Arun Sarin, chief executive of Vodafone Group Plc, said on Feb. 24 that current 3G services are "unacceptable." The world's No. 1 cellular company plans to introduce the service in the second half of this year.
Services available to 3 users in Hong Kong include movie trailers, local television news and soccer match highlights with a delay of about an hour, adult photos supplied by Playboy Enterprises Inc and video conferencing.
Some users say shortcomings such as limited Internet access don't justify switching to the 3 service from existing mobile networks.
Web-connected mobile phones on existing networks -- known as 2.5G phones -- let users surf the Internet without restrictions, while Hutchison's 3G service limits users to a choice of 12 to 15 Web sites, television channels and other content providers. Users pay for each download beyond what's covered in their monthly subscription package.
"I'm locked out a lot of content because I can only get access to what Hutchison makes available," said Schutte, who subscribes to Hutchison's 3 service.
Three weeks after the 3 service's Jan. 27 debut in Hong Kong, Hutchison slashed the lowest monthly subscription rate by a third and cut the price of new handsets to less than some phones that run on rivals' slower networks. The cheapest monthly package now costs HK$183, 10 percent less than the average Hong Kong mobile-phone subscription.
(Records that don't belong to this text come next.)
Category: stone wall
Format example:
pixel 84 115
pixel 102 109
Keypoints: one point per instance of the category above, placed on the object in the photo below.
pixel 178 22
"The first six months will be tough," Chay said. "To build a critical mass will take at least two years."
Japan's NTT DoCoMo Inc, which became the world's first phone company to provide 3G wireless services in October 2001, has succeeded after a slow start. Japan's biggest mobile-phone company took almost two years to sign up 1 million customers to its so-called FOMA service.
Other mobile-phone companies have delayed entering the market for high-speed services.
Deutsche Telekom AG and France Telecom SA, which led an industry-wide investment of more than US$100 billion in third-generation permits in Europe since 2000, have delayed introducing the service. Dutch carrier Royal KPN NV, the No. 3 operator in Germany, said it plans to start its 3G service there in the second half of this year.